The analysis of the coffee chain is particularly important in understanding the political economy of development for a variety of reasons. First, over 90% of coffee production takes place in developing countries, while consumption happens mainly in industrialized economies. Therefore, the production–consumption pattern provides insights on North–South relations. Second, for most of the post‐WWII period coffee has been the second most valuable traded commodity after oil. Third, attempts to control the international coffee trade have been taking place since the beginning of the 20th century, making coffee one of the first ‘‘regulated’’ commodities. Fourth, a number of developing countries, even those with a low share of the global export market, rely on coffee for a high proportion of their export earnings. Coffee is a source of livelihoods for millions of smallholders and farm workers worldwide. Fifth, producing country governments have historically treated coffee as a ‘‘strategic’’ commodity, they have either directly controlled domestic marketing and quality control operations or have strictly regulated them––at least until market liberalization took place in the 1980s and 1990s.
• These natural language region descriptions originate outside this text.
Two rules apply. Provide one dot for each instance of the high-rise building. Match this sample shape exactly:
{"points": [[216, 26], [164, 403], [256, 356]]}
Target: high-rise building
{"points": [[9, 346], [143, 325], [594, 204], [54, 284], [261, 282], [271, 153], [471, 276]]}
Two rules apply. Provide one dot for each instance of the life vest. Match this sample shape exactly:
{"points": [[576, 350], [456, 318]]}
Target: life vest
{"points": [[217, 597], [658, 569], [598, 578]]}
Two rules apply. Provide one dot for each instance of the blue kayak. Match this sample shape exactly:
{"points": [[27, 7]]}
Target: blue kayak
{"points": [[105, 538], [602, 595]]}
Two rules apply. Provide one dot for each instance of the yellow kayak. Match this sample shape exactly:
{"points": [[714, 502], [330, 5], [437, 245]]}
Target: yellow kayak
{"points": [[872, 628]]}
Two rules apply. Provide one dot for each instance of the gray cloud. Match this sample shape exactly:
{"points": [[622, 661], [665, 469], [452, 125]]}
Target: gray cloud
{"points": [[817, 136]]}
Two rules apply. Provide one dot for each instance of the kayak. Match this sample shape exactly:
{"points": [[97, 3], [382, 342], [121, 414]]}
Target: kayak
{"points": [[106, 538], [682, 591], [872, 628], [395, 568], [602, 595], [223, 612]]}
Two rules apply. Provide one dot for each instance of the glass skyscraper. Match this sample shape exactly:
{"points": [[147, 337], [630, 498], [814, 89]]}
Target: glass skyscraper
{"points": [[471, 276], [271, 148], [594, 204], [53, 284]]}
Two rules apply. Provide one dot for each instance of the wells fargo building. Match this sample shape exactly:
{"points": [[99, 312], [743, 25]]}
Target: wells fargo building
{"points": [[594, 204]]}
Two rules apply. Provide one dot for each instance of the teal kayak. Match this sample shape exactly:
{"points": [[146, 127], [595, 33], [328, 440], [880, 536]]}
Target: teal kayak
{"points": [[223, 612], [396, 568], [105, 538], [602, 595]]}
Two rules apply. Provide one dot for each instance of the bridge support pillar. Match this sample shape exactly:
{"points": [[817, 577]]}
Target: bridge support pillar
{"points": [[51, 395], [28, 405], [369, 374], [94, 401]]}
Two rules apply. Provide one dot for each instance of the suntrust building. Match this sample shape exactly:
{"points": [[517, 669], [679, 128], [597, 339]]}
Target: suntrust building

Indonesia, as one of developing country, is currently the fourth largest producer of coffee in the world. Indonesia produced 420,000 metric tons of coffee in 2007. Of this total, 271,000 tons were exported and 148,000 tons were consumed domestically. Of the exports, 25% are Coffea arabica and the balance is Coffea canephora. With the embodied statistical record, it is a big deal for Indonesia to assess what the coffee study has to say about the role of commodity trade in development and provides everal policy options to address the emerging imbalances in the global coffee chain due to limited upgrading and added‐value measurement.
Lack of value added becomes an important factor that must be considered in developing the potential of Indonesian coffee exports. Despite being the fourth largest producer in the world, the value of exports is very small when compared with benefits of coffee exporting countries of Indonesia. There is a significant price difference between imported coffee beans and a cup of coffee that available at the cafe or coffee bar. Majority of Indonesian coffee is sold in the form of raw materials and unprocessed. In coffee exporting countries, the United States for example, sells a variety of coffee products (such as Latte), and backed by good marketing and branding. This must be the main points that are important to consider in order increasing domestic profits of the coffee trade.
Associated with the global coffee chain analysis, the Global Commodity Chain (GCC) approach was developed by Gereffi and others within a political economy of development perspective. In this body of work, the international structure of production, trade, and consumption of commodities is disaggregated into stages that are embedded in a network of activities controlled by firms and enterprises. The systematic study of commodity chains seeks to explain the spatial organization of production, trade and consumption of the globalized world economy (Gereffi, Korzeniewicz, & Korzeniewicz, 1994, p. 2). A commodity chain in this context is seen as ‘‘a network of labor and production processes whose result is a finished commodity’’ (Hopkins & Wallerstein, 1986, p. 159). Specific processes within a commodity chain are represented as ‘‘nodes’’ linked together in networks. Therefore, we can see a commodity chain as ‘‘a set of interorganizational networks clustered around one commodity or product’’ (Gereffi et al., 1994, p. 3), in which networks are situationally specific, socially constructed, and locally integrated.
In this theoretical framework, as a developing country, increasing the added value in the coffee chain as an export commodity is a necessary option for Indonesia. Not just in producing, but also in distributing sector. Adding value to green coffee in the producing country is not an easy option but it is worth to do. It entails promoting quality improvement, raising the reputation of an origin, and requires good marketing skills. The key for would‐be producers of high quality coffees is to know how to sell the right coffee to the right people. They need to know which quality characteristics are appreciated where, what kind of premium will be paid, and what are the motivations that are needed for consumers to take a product seriously. Selling a ‘story’ is particularly important. Small estates and/or cooperatives could be helped to be better at exploiting their ‘stories’ than they do at present. This requires access to information and marketing skills. In addition, café and speciality coffee chains have been re‐commoditising ‘consumption experiences’ and simplifying supply strategies.